Text by Sakiyama Saki


京都文化 トリハダ通信4
漢詩 篆刻
基礎美術コース 2年
崎山 紗己

(1)_ 書と彫刻の融合体

基礎美術コース2回生の初回の授業は、七言絶句の漢詩を中心として、篆刻、和綴じ本の作成と、文人文学を学んでいきます。
講師の先生は、佐藤峰雄先生です。

篆刻 和綴じ本 文人文学

“漢詩”と聞いたら、「難しそう」「苦手だった」
このような、取っ付きにくいイメージが皆さんの中には少なからずあるのではないでしょうか。 中には、詩のイメージよりも、パズル感覚で楽しかったり、苦戦した記憶がある人も居るかもしれませんね。
私自身、中学校、高校と、国語科で必修とされていた古文、漢文の授業がとても苦手でした。 それでも、好きになりたい、楽しみたいという気持ちはずっと持っていたので、今回の授業は入学以来、密かに楽しみにしていた5週間の始まりでもあります。

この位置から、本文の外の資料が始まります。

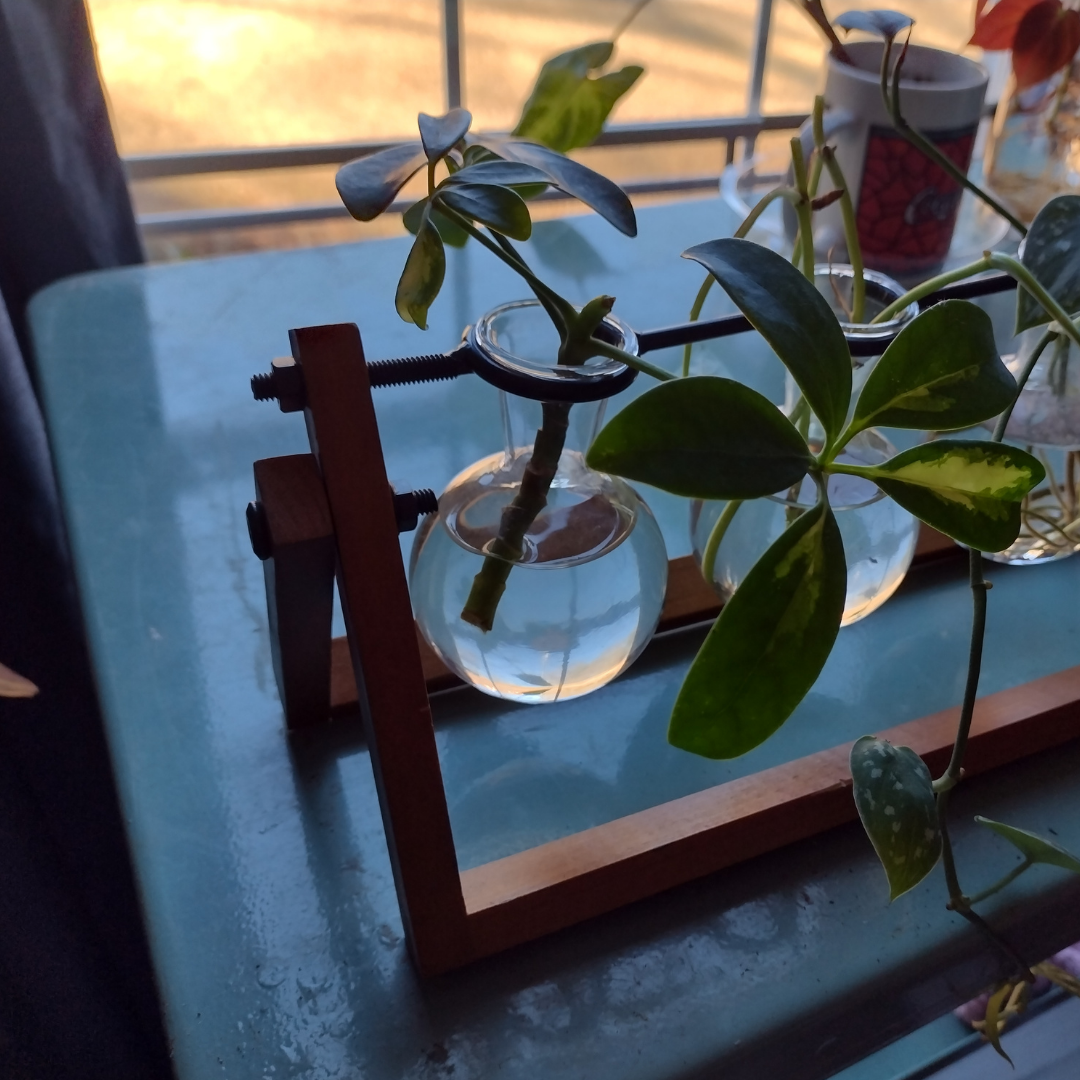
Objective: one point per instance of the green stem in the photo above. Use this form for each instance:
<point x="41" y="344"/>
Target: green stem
<point x="827" y="156"/>
<point x="552" y="301"/>
<point x="1021" y="272"/>
<point x="517" y="516"/>
<point x="612" y="352"/>
<point x="1008" y="879"/>
<point x="716" y="537"/>
<point x="740" y="233"/>
<point x="919" y="140"/>
<point x="979" y="590"/>
<point x="802" y="208"/>
<point x="699" y="302"/>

さて、基礎美術コース全体の授業を通してベースと考えている室町時代では、貴族、 武士、僧といった人達が知識人とされていました。
そういった立場の人達の資本的な素養である漢詩を少しでも理解し、日常の生活の中や、今まで体験してきたことの中から漢詩の要素を見つけ、自分の感情を表現することができるようになることが今回の目標です。

 

書と彫刻が融合した芸術

現代の生活の中ではあまり馴染みのない漢詩ですが、名詩を鑑賞しながら自分の漢詩を作っていく為にも、『子夜呉歌』をベースにして“篆刻”( てんこく ) と呼ばれるものを作ることからはじまりました。 篆刻は、木や石などに印を彫ることで、その起源は中国だとされています。

篆刻 和綴じ本 文人文学

今回は石に篆刻をしていきます。
よく上の写真を見てもらうと、白く傷になっている部分がありますよね。 実は篆刻に使用される石はとても硬い石ではないのです。 端のほうを歯で齧ってみて傷がつきやすいものがいいそうです。
一方で、彫る工程で石を雑に扱ってしまうと傷だらけにもなってしまいます。

篆刻 和綴じ本 文人文学

このような木の装置に石を固定して彫っていきます。
あまり強く固定してしまうと、 柔らかい石はすぐに欠けてしまうのです。 扱いが簡単に見えて難しいところですね。
ちなみに、この石は私が担当したものなのですが、赤文字で書かれているのは“李白” という文字です。 中国の漢詩『子夜呉歌』の作者である、盛唐の詩人、李白の名前です。
一人、二文字または三文字ずつのパーツに分かれて篆刻作成を担当し、一つの詩を彫っていくという共同制作をこれから行います。